The vasodilator effect of PDE5 inhibition on the intact pulmonary vasculature in awake resting swine, was similar in male and female swine. During exercise, a trend towards an increased vasodilator effect of PDE5 inhibition during exercise in male as compared to female swine (P = 0.077), was observed suggesting a more active endogenous PDE5 in male swine. This is consistent with recent post hoc analyses of the PHIRST and SUPER trials (Galie et al. 2005; Mathai et al. 2015), showing that PDE5 inhibition lead to a greater improvement of 6 min walking distance in male as compared to female patients with PAH. Interestingly, PDE5 inhibition had no significant effect on BK‐induced vasodilation of isolated pulmonary arteries from swine of either sex under baseline conditions, but blunted the LNAME‐mediated inhibition of BK vasodilation in pulmonary small arteries from female but not male swine. Similarly, in the presence of NO synthase inhibition, PDE5 inhibition produced a larger vasodilator effect in the intact pulmonary vasculature of female swine as compared to male swine at rest, while this difference was abrogated during exercise. These divergent responses to PDE5 inhibition during control conditions (larger in males during exercise) and during concomitant NO synthase inhibition (larger in females at rest and during BK), in male versus female swine are not readily explained. However, we have previously shown that the sensitivity of the pulmonary vasculature to cGMP is enhanced by NO synthase inhibition (Houweling et al. 2012). This study suggests that an increased sensitivity to cGMP produced by NO synthase inhibition is particularly pronounced in female swine, which might be related to different signaling pathways of NO in female versus male swine (Chan et al. 2012; Wong et al. 2014). The exact mechanisms underlying these divergent responses in male and female swine should be the subject of future studies.

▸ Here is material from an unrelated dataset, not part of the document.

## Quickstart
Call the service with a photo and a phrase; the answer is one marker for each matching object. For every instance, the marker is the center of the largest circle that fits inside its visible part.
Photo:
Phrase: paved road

Conclusions and clinical implications

In conclusion, the present study demonstrated significant sex differences in the regulation of pulmonary vascular tone. Thus, NO synthase inhibition reduced BK‐induced vasorelaxation to a greater extent in male as compared to female pulmonary small arteries, which is consistent with observations that pulmonary vascular diseases is often more severe in men as compared to women. The increased vasodilator effect of PDE5 inhibition during exercise in male as compared to female swine reflects the sex‐specific heterogeneity in treatment response. Finally, concomitant NO synthase inhibition enhanced the vasodilator responses to PDE5 inhibition at rest and during BK‐induced vasodilation, but only in females, suggesting that loss of endothelial function may not interfere with (males) or even enhance (females) the pulmonary vasodilator responses to PDE5 in patients with pulmonary hypertension. Future studies are required to further investigate the mechanisms underlying these sex‐related differences in pulmonary vascular control mechanisms.

Conflict of Interest

The authors do not have any potential or actual personal, political, or financial interest in the material, information, or techniques described in this paper.